As the name suggests MakerDAO is a decentralized autonomous organization. It is well known for the creation of a crypto collateralized stablecoin DAI which is pegged to USD. DAI is one of the first decentralized stablecoins with very different mechanics from other centralized stable coins like USDC and USDT. The main advantage of DAI is that it is fully transparent and available for audit from anyone without relying on any centralized institutions.
The basic idea behind crypto collateralized stable coins is not new and is taken from traditional finance. For example if you own a home and are in need of some cash and don't want to sell your home, you can pledge your house as a collateral in a bank and receive a loan. Similarly if the user doesn't want to sell their ETH or other ERC-20 tokens they can deposit the crypto into a vault which is basically a smart contract to hold collateral. The user can then get some DAI upto a certain collateralization ratio which can be used for anything.
The major difference from traditional finance is that the prices of crypto are much more volatile than a house so the debt position needs to be over collateralized. The collateralization requirement is in 150-200% range for MakerDAO. If the price of ETH falls, the collateralization ratio can fall below the required threshold leading to liquidation of the position. Liquidation can happen immediately. This is different than traditional finance. There is no communication from your broker that your position will be liquidated and there is no grace period to post additional margin. Liquidation is carried out by external entities known as keepers who get an incentive fees for carrying out the liquidation.
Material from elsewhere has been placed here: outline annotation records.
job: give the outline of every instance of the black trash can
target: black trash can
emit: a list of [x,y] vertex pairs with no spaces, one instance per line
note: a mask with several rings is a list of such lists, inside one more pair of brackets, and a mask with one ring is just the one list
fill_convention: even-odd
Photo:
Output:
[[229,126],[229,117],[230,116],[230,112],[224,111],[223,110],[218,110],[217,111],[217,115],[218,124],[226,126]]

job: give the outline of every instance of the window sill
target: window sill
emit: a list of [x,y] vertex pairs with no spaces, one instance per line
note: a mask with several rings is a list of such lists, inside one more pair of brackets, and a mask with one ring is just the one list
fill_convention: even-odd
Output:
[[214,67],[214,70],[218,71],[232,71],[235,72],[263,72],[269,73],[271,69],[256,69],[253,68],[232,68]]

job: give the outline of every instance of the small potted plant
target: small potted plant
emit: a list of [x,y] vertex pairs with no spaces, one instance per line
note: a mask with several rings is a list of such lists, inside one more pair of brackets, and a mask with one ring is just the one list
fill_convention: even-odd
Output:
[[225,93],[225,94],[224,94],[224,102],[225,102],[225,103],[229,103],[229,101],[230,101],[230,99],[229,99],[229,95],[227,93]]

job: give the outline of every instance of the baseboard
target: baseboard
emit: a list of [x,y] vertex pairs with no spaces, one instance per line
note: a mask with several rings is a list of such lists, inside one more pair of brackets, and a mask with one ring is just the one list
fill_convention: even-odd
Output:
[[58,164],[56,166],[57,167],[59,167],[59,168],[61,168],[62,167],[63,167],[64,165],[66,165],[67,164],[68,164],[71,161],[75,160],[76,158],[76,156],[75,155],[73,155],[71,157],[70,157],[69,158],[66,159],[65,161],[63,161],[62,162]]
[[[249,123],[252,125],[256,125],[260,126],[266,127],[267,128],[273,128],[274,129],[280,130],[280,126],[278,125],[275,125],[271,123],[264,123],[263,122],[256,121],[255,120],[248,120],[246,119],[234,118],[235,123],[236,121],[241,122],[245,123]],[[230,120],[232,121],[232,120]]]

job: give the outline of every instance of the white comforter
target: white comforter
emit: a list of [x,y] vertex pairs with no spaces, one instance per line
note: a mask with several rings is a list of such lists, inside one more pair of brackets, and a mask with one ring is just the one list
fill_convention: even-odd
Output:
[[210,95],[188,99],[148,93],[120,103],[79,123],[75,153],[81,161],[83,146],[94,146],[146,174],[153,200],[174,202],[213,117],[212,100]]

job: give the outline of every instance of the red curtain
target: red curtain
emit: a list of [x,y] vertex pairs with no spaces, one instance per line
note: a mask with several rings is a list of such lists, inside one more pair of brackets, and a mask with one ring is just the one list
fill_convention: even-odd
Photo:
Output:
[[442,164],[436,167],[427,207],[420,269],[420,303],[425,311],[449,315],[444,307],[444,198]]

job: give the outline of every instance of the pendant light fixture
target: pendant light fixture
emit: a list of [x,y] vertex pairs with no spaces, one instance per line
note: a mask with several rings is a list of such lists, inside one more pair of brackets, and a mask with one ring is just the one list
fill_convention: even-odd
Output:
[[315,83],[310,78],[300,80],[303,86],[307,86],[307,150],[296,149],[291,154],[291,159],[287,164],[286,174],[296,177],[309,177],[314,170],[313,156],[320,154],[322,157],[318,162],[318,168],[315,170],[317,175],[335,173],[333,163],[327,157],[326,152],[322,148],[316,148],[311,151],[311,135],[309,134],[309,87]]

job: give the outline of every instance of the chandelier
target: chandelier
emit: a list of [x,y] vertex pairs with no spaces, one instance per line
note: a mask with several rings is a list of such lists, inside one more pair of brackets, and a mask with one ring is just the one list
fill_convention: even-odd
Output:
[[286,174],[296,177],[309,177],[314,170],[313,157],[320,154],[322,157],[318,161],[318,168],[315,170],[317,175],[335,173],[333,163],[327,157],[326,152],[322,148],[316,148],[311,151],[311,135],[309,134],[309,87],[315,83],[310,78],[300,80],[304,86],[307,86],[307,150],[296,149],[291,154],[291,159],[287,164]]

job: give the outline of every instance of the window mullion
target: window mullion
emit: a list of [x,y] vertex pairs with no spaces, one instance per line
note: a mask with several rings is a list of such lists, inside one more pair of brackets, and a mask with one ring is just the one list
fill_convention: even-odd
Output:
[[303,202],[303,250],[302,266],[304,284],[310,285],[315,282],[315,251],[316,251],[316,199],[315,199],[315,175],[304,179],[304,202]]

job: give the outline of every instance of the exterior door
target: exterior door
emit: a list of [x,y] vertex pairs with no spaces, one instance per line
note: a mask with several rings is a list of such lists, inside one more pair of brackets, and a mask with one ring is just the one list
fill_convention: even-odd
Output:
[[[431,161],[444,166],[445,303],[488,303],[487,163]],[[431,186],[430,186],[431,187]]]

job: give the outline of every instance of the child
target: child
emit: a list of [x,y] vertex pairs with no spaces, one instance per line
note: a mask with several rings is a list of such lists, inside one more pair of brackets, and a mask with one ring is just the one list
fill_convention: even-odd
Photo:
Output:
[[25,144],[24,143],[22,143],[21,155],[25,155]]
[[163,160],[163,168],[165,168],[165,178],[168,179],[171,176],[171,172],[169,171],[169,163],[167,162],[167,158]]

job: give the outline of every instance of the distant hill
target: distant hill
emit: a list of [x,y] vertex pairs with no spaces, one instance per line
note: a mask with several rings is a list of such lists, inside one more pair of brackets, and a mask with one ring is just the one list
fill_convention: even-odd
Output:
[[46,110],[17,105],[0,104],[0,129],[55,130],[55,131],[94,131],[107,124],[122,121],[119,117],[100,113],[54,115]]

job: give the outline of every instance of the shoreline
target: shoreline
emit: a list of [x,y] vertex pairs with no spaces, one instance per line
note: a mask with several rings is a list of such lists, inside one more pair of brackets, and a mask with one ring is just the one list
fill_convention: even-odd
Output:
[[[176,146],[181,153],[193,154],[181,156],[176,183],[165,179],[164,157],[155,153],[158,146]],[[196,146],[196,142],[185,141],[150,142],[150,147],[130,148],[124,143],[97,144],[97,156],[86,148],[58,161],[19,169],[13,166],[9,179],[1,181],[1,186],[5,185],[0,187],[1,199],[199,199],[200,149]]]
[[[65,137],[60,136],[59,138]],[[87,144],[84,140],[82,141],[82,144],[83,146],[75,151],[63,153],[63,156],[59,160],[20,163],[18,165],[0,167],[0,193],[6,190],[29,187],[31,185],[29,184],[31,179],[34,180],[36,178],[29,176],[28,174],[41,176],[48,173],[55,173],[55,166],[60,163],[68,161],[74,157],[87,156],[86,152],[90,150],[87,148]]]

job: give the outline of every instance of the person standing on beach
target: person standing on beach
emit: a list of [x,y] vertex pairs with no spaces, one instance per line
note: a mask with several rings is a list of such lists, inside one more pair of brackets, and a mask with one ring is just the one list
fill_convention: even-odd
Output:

The two factors that maintain the stability of DAI are overcollateralization and markets actions such as liquidation. In the event of a liquidation ETH is sold and DAI is purchased which exerts a positive pressure on price of DAI.
MakerDAO also has some mechanisms in place to maintain DAI at 1:1 peg with USD. The primary mechanisms are stability fees, DAI savings rate and debt ceiling. Stability fees is a variable interest rate paid in DAI by users when they take on DAI debt. This can be raised or lowered to incentivize the generation of DAI to maintain the peg. DAI savings rate is a variable rate that any holder can earn on their DAI deposit. Finally debt ceiling is the maximum debt allowed in the MakerDAO ecosystem above which no new DAI is minted.
The next question that arises is who sets all these fees and rates for MakerDAO. This is done through the DAO which functions on the basis of a governance token MKR. Holders of MKR token have the right to vote on protocol upgrades and tweaking parameters such as collateralization ratio. The token owners are incentivized to make decision that are in financial interest of the platform.
In situations where the value of collateral drops so much that the DAI debt cannot be fully repaid, the position is closed and protocol accrues what is known as Protocol debt. There is a buffer pool that can cover this debt but sometimes that also is not sufficient. In that case new MKR tokens are minted and auctioned off in exchange of DAI which pays the protocol debt. This process dilutes the MKR share which is why MKR token holders are incentivized to avoid this and keep protocol debt to a minimum.
One drawback of DAI is that it's supply is constrained by demand for ETH collateralized debt which is different than centralized stable coins USDC which can be minted easily by depositing USD. In spite of this drawback DAI has proved to be extremely stable and has become a crucial building block for DeFi applications.
At the end if we compare MakerDAO to traditional finance it solves a lot of problems that exist in TradFi like lack of interoperability and transparency, opacity and limited access which makes it one of the most important DeFi protocols.